What has changed is how much familiarity customers now have with stellar customer experiences. And their expectations will only accelerate. The businesses that adapted early were able to make mistakes, but that’s no longer the case. The pressure is on businesses to enable great journeys, the first time and every time thereafter. This can be achieved by delivering the individualized experience customers demand using customer journey orchestration.

For an in-depth discussion about customer journey orchestration and where businesses go wrong, CMSWire spoke with Hale about what needs to happen internally to successfully implement customer journey orchestration technology.

Instead of Forcing Journeys, Treat Customers as Individuals

Delivering great customer journeys means not treating all customers the same. “One of the biggest mistakes companies make is not approaching every customer from their own unique perspective and experience,” Hale said. “Too often, businesses try to force customers into specific journeys or channels.
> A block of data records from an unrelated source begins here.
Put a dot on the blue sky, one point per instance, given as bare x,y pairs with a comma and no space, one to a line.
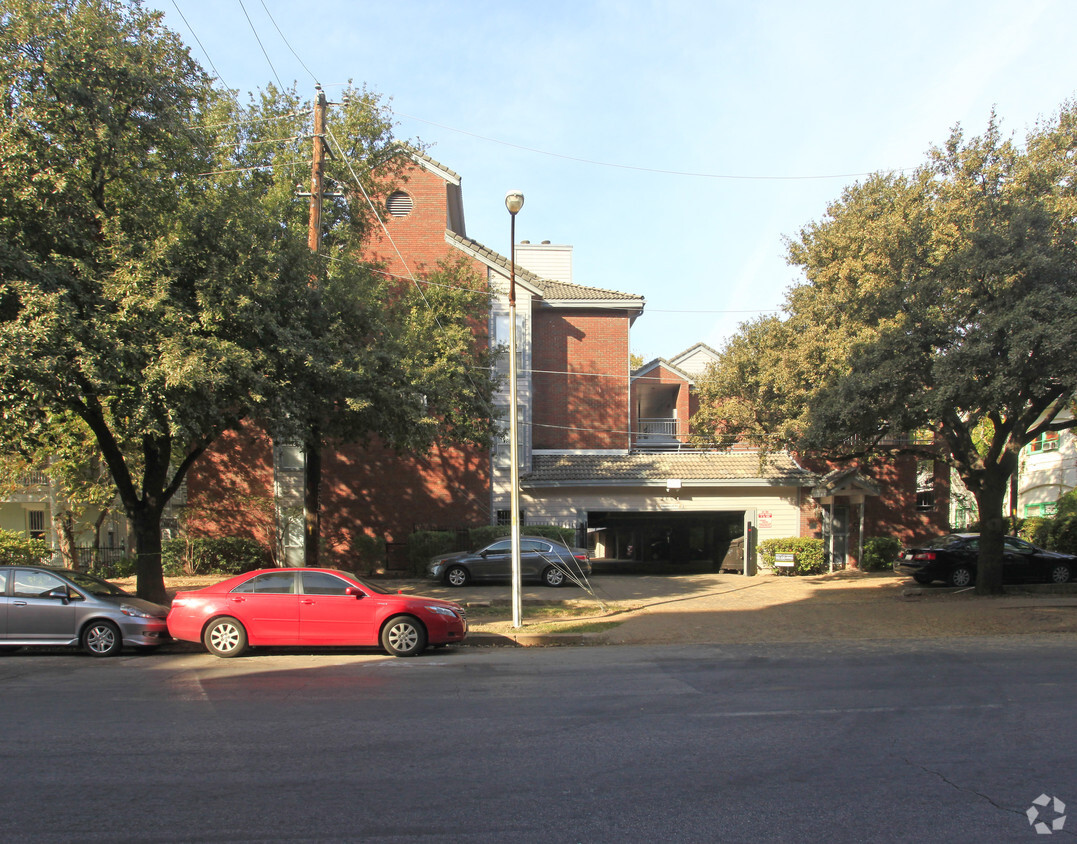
673,144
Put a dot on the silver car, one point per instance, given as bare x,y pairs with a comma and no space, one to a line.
56,606
549,561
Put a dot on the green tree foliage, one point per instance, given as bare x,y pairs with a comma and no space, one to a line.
942,299
65,452
155,279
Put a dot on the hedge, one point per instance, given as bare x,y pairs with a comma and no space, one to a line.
16,549
810,559
204,556
880,553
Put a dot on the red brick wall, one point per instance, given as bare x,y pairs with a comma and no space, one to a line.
581,383
893,512
231,490
365,490
371,490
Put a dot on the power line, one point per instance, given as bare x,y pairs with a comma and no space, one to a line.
632,167
279,32
256,38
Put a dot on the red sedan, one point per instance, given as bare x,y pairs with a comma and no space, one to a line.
311,606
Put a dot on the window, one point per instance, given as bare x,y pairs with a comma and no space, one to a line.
399,204
36,521
321,584
276,582
291,458
1046,441
29,584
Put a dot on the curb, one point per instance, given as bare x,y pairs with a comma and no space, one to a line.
527,639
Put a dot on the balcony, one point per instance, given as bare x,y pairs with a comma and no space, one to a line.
658,434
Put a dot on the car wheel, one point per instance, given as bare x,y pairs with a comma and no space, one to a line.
225,637
101,638
404,636
1059,574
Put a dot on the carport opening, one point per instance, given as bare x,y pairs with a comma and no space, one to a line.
716,538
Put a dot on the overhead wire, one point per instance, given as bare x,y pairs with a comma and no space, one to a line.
410,277
259,39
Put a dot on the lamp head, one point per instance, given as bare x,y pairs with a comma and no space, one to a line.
514,201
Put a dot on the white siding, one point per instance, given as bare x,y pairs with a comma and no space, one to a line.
546,261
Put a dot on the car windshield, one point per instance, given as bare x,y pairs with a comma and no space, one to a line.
943,542
93,585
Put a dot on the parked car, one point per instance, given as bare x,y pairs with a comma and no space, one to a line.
41,605
548,561
311,607
953,559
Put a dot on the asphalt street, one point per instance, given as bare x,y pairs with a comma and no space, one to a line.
901,740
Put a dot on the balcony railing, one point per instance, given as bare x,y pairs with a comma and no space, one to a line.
658,434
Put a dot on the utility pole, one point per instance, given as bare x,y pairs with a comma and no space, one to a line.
312,450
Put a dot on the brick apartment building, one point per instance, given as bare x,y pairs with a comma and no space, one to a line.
602,448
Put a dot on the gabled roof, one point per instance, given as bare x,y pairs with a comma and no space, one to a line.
550,291
698,468
696,351
661,363
844,482
429,164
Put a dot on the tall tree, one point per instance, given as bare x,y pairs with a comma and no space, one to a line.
153,279
946,299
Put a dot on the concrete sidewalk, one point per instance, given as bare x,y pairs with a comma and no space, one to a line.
716,608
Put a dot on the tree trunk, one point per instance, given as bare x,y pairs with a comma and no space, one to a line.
311,498
64,522
151,578
991,498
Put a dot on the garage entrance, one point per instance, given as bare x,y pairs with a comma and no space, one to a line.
667,537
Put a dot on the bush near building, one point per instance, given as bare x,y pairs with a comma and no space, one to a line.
808,553
880,553
205,556
16,549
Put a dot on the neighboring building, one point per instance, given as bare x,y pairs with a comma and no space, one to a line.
602,449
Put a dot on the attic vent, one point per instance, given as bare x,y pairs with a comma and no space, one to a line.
399,204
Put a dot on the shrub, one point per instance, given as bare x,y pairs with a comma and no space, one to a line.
368,552
1035,530
880,553
810,559
204,556
16,549
1062,534
422,545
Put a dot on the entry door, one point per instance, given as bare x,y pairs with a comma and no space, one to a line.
839,529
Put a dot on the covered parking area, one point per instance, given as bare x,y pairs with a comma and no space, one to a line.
665,537
683,507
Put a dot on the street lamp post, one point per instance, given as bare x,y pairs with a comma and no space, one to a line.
514,201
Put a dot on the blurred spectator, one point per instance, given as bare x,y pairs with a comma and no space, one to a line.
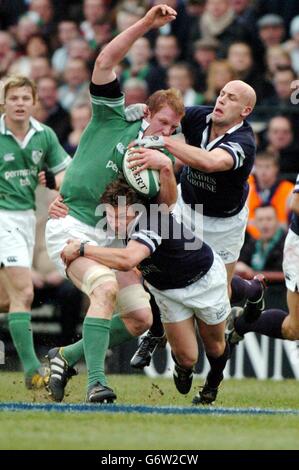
76,77
292,46
241,59
56,117
67,30
204,54
37,46
271,30
283,78
40,67
45,11
288,9
276,57
181,76
80,117
280,140
135,90
128,14
94,11
218,21
7,53
166,53
138,60
220,73
264,255
267,188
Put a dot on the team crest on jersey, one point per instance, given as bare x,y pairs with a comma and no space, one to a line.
9,157
121,148
36,156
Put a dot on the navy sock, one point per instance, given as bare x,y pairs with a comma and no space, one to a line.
245,290
157,326
215,376
268,324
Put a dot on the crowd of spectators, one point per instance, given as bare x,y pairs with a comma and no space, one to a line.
55,42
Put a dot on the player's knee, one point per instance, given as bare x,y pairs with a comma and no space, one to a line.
215,348
99,281
25,297
290,332
139,322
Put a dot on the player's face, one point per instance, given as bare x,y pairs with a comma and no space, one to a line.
163,122
119,218
19,104
230,107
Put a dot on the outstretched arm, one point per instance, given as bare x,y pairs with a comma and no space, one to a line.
116,50
122,259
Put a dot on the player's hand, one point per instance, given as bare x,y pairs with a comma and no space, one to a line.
135,112
58,209
147,158
70,252
152,141
160,15
46,178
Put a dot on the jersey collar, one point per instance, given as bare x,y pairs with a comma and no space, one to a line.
35,126
205,144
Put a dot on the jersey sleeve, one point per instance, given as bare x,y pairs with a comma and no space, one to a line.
107,101
296,189
56,157
238,149
147,233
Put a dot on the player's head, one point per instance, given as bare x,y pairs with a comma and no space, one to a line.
234,103
166,109
120,202
19,98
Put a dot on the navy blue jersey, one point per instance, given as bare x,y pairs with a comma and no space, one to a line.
223,194
295,219
177,258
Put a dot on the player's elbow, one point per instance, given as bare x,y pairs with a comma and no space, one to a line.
127,263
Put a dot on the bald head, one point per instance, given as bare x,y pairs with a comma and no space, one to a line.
244,91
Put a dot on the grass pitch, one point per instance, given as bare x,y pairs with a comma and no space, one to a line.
50,430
That didn’t work in the past and it doesn’t work now.”

Customer journey orchestration is about looking for the breaks, the roadblocks and the friction points where customers drop out of a journey and taking steps to alleviate those pain points. “Stop trying to optimize the channel and start trying to optimize the experience — because your customers are going to jump channels in ways you didn’t prepare for,” Hale said.
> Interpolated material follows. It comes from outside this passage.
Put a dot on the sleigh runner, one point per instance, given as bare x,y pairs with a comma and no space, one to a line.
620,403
Don’t Sacrifice Experience on the Altar of Efficiency

Making the journey efficient instead of focusing on the experience is another area where businesses fall down when trying to improve customer journeys. “Businesses might try and automate specific processes, but while they could reduce costs they run the risk of delivering bad customer experience, and getting negative CSAT scores as a result,” Hale said. “Improving the experience through efficiency is inside-out thinking, and doesn’t take into account that customers often want experiences more than they want efficient journeys, which could come off as feeling impersonal and not unique to them at all.”
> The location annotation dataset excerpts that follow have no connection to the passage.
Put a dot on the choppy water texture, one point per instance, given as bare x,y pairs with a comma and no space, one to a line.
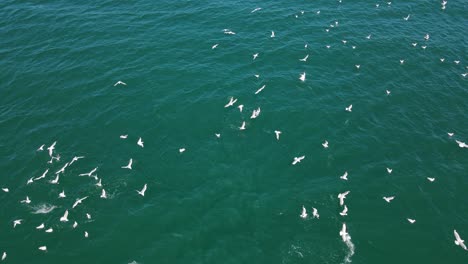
237,198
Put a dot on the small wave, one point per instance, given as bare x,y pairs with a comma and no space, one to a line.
350,246
43,208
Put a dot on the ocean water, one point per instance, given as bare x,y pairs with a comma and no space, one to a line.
236,198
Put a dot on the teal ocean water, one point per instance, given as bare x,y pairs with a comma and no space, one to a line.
235,198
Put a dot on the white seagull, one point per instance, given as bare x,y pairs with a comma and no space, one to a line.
232,101
140,142
142,192
64,218
342,196
297,160
458,240
129,166
303,214
277,133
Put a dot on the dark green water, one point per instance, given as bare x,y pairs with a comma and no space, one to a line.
237,198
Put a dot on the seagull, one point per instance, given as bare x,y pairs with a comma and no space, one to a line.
344,235
75,159
260,89
78,201
89,173
255,113
129,166
302,77
242,127
55,181
325,144
315,213
461,144
142,192
345,176
26,200
256,9
342,196
277,133
232,101
140,142
64,218
458,240
51,148
345,211
303,214
297,160
305,58
17,222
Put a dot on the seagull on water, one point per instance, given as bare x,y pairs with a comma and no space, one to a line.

To avoid this common mistake, Hale recommends using cross-functional teams to work through journey orchestration challenges together. “Operations are great at finding efficient solutions, but those might not always be the best from a CSAT perspective,” Hale said. “While marketing excels at personalization, it might be focused on customer acquisition and lack insight into other channels where your customers can be found. It’s best when CX groups are combined. You need marketing’s understanding of the customer and the IT/operations understanding of all the touch points in your ecosystem to reach all customers with the right message at the right time.”